E.cloudy Mohor, Samranji & Farhad

Bacteria which help coordinate your music with the weather. E.cloudy is a Bacteria which is temperature sensitive and produces electricity. The E.Cloudy bacteria contain two existing BioBrick parts – BBa_K098995, responsible for the thermo sensitivity.(Designed by Harvard 2008 IGEM team) and BBa_K499271, responsible for the electricity (designed by Boris Kirov IGEM 2010).

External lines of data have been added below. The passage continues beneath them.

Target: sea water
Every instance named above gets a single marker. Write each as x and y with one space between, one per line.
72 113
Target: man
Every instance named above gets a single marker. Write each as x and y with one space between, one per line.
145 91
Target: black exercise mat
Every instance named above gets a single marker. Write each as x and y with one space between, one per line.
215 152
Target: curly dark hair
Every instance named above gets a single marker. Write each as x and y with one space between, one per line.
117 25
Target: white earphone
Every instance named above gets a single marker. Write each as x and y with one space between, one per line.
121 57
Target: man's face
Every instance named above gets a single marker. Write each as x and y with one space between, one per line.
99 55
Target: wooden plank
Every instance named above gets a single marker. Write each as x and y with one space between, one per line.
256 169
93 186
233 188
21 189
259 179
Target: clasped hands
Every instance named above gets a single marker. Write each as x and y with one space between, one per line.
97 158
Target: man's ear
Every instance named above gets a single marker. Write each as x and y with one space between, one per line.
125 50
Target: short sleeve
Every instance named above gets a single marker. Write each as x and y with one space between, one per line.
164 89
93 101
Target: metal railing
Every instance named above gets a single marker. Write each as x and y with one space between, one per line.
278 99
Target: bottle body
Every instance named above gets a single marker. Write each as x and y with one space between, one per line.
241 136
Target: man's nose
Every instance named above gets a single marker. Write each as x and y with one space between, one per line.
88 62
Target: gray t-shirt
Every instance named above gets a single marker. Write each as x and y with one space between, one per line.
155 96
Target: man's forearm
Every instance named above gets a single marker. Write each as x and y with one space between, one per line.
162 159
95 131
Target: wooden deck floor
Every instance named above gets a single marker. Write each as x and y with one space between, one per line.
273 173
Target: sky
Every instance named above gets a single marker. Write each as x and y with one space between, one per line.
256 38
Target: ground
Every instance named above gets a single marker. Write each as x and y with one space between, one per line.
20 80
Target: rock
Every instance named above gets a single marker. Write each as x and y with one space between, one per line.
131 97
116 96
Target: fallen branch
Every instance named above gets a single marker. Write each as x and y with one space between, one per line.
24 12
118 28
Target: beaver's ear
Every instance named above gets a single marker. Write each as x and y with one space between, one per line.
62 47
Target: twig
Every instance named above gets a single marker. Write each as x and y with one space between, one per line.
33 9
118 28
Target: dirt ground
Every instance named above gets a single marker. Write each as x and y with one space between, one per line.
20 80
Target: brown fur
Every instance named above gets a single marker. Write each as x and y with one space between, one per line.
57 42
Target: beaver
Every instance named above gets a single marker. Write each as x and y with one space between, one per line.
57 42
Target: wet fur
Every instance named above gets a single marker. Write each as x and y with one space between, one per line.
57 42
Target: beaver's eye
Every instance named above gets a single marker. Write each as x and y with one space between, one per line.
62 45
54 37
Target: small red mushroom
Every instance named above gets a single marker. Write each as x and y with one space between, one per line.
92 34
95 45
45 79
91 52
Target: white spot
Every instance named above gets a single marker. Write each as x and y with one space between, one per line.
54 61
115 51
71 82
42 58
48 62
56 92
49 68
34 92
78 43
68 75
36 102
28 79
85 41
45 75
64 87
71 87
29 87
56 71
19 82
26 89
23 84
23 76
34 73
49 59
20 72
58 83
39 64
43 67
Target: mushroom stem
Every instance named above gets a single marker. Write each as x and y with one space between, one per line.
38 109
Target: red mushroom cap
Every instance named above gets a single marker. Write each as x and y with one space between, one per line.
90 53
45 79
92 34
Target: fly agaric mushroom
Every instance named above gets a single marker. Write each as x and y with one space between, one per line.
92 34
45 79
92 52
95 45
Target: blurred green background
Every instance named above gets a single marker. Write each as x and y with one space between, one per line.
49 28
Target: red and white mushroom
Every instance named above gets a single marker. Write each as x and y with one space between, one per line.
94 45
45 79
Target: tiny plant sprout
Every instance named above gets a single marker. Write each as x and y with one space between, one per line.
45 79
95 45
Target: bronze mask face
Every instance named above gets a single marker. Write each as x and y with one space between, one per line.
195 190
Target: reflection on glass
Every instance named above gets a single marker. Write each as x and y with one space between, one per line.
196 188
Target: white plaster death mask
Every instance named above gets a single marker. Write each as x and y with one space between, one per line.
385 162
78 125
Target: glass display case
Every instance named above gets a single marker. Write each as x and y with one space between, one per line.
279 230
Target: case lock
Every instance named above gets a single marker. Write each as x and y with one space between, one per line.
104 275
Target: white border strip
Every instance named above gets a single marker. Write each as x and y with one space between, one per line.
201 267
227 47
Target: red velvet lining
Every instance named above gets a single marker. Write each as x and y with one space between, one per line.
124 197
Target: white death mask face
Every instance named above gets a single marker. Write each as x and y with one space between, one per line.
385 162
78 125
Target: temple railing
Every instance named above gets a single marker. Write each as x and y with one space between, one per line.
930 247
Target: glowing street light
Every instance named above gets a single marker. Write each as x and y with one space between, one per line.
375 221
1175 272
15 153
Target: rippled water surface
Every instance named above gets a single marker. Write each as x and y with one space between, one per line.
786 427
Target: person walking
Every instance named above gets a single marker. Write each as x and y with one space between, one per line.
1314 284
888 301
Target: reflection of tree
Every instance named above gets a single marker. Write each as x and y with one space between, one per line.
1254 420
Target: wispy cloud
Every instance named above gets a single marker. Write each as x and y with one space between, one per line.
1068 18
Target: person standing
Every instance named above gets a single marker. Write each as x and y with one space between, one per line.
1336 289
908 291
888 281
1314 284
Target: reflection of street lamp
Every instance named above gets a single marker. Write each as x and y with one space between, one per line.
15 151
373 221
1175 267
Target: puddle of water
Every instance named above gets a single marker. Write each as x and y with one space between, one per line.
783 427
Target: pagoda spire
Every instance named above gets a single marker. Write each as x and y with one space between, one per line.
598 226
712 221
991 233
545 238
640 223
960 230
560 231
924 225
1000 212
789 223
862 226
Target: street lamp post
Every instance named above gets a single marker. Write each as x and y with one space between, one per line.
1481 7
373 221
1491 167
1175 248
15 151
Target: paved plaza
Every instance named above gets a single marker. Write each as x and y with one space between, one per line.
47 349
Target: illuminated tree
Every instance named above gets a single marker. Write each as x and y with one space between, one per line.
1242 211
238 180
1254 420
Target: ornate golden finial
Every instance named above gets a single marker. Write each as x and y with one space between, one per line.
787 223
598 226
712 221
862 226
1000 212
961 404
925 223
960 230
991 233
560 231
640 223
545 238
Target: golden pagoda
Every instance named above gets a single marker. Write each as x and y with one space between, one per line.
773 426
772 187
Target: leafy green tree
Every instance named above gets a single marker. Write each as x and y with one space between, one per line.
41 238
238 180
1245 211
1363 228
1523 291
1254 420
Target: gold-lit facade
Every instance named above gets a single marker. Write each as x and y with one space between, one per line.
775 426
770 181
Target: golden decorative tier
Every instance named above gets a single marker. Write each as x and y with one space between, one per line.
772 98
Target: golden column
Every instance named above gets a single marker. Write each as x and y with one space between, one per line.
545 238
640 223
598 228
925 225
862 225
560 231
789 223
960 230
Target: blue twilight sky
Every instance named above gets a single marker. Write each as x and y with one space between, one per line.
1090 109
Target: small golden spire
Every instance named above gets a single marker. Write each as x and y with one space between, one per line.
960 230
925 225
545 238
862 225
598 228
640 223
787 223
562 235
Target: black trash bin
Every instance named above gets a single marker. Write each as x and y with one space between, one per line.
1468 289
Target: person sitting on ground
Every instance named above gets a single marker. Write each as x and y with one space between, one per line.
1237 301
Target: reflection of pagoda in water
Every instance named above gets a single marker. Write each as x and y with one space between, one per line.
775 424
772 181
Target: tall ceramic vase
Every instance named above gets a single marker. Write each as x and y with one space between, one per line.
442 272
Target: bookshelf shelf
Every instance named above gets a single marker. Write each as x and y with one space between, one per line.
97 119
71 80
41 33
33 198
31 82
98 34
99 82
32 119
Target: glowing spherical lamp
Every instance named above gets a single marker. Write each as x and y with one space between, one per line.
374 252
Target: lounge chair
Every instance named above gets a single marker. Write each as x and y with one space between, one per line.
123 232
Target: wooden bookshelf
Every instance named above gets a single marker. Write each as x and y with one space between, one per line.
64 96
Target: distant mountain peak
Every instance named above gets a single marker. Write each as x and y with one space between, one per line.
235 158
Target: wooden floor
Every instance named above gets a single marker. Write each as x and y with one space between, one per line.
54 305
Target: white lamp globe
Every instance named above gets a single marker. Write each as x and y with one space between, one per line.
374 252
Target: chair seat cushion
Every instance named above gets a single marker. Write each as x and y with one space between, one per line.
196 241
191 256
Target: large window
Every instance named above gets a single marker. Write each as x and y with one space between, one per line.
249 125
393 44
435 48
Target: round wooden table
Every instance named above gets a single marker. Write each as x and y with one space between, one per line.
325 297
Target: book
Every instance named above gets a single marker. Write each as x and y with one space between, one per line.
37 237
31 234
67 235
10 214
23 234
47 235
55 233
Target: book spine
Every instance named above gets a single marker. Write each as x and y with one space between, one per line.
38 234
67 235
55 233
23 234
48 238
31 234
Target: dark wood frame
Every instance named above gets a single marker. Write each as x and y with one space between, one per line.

Apart from being aware of the weather, it creates awareness in how two very different genes, from possibly two very different organisms have been put together to create a machine. It could lead us to questioning our rights to remix things, whether it is OK to mix the machine with living cells, and our rights to play with natural selection. Can we define this as a form of natural selection?


Formal-in Culture Aaron & Sayed


Next, a lecture on Telling Tales...

How are science stories told?

Telling stories through artifacts...

Telling stories about stories

We looked at film posters from around the world thinking about the art/science poster question... Ghana, Poland and India. What are local genres for story telling?